*Yuto Katoh1, Keiichiro Fukazawa2, Takeshi Nanri3, Yohei Miyake4
(1.Department of Geophysics, Graduate School of Science, Tohoku University, 2.Academic Center for Computing and Media Studies, Kyoto University, 3.Research Institute for Information Technology, Kyushu University, 4.Graduate School of System Informatics, Kobe University)

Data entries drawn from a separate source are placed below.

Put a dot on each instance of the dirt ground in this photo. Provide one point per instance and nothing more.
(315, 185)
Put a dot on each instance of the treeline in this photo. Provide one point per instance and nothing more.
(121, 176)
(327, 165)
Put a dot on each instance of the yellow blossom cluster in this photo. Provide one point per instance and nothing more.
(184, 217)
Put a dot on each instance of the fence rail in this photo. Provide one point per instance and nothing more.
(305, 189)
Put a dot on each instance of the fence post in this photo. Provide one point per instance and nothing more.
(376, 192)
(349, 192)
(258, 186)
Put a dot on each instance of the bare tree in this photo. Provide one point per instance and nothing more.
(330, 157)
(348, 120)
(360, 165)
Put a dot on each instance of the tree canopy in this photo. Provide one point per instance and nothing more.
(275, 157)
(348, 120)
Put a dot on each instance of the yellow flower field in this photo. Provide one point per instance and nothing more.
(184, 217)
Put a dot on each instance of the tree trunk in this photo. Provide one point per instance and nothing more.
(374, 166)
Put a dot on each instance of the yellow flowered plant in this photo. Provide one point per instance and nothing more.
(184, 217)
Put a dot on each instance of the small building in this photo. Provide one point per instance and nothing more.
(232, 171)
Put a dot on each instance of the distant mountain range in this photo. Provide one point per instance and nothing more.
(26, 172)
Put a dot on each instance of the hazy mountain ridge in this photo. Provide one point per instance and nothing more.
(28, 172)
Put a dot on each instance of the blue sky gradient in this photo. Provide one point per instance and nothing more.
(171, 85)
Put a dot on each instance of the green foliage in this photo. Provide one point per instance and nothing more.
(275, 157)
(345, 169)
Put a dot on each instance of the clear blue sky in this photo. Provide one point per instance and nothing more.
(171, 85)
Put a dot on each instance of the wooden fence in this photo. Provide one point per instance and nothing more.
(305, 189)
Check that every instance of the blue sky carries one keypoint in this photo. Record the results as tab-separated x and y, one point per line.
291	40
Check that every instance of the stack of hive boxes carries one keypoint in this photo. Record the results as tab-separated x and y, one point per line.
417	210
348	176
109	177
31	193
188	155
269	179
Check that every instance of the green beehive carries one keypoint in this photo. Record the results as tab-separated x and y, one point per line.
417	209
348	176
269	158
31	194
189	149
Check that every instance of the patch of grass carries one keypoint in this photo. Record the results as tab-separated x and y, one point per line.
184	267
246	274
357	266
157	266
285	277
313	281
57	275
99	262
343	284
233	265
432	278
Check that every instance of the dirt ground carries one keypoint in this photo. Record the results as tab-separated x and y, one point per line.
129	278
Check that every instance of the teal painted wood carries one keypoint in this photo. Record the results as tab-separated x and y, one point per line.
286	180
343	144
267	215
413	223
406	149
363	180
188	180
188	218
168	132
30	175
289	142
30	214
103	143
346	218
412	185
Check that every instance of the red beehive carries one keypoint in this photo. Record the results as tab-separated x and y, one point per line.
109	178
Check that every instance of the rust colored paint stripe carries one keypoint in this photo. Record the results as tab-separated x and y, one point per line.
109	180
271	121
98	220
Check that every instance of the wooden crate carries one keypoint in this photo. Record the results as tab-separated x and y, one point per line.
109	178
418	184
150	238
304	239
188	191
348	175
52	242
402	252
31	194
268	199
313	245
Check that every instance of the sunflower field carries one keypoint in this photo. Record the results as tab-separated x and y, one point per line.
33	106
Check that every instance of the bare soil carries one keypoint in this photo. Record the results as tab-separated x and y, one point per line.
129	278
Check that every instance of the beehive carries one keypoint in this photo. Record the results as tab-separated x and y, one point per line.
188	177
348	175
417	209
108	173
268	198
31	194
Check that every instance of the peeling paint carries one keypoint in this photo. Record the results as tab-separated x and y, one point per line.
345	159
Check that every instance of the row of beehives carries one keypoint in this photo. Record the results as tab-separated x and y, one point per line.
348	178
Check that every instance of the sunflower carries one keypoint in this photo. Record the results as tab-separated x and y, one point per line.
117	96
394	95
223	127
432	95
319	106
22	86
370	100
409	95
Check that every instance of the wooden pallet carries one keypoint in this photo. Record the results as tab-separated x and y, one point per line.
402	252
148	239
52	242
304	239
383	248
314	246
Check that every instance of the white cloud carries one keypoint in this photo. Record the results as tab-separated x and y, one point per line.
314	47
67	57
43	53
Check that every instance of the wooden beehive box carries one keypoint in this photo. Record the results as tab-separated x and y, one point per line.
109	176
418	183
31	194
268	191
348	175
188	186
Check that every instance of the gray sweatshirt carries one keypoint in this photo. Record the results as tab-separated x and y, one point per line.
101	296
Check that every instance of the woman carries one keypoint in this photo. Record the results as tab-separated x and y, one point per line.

Keywords:numerical experiments, cross-reference simulation, planetary magnetosphere
We have been developing a cross-reference simulation code by scalable communication library for the study of wave-particle interactions in planetary magnetospheres. We use Advanced Communication Primitives (ACP; http://ace-project.kyushu-u.ac.jp/main/jp/01_overview/) library for the communication among the simulation codes, which enables us to carry out 'strong' cross-reference simulations; the data exchange among simulation codes is conducted by direct memory access, instead of file output as has been used in conventional 'weak' cross-reference simulations. By a series of electron-hybrid and MHD cross-reference simulations, we study the generation and propagation of whistler-mode chorus emissions in the planetary magnetosphere. Chorus emissions are electromagnetic plasma waves commonly observed in planetary magnetospheres and are a group of coherent wave elements changing their frequency in time. While the generation process of chorus has been reproduced by numerical experiments [e.g., Katoh and Omura, GRL 2007a] and has been explained by the nonlinear wave growth theory [Omura et al., JGR 2008, 2009], previous studies revealed similarities and differences of the spectral characteristics of chorus in planetary magnetospheres, which has not been understood yet. In the cross-reference simulations, we use the MHD code for the investigation of the range of variation of the spatial scale of the planetary magnetosphere. The electron hybrid code is used to reproduce the generation process of chorus emissions under the initial conditions provided from the MHD simulations. An electron fluid code [Katoh, 2014] is also used for the study of the propagation of chorus emissions in the meridional plane of the magnetosphere. We describe the simulation models used in the developing code and show their initial results.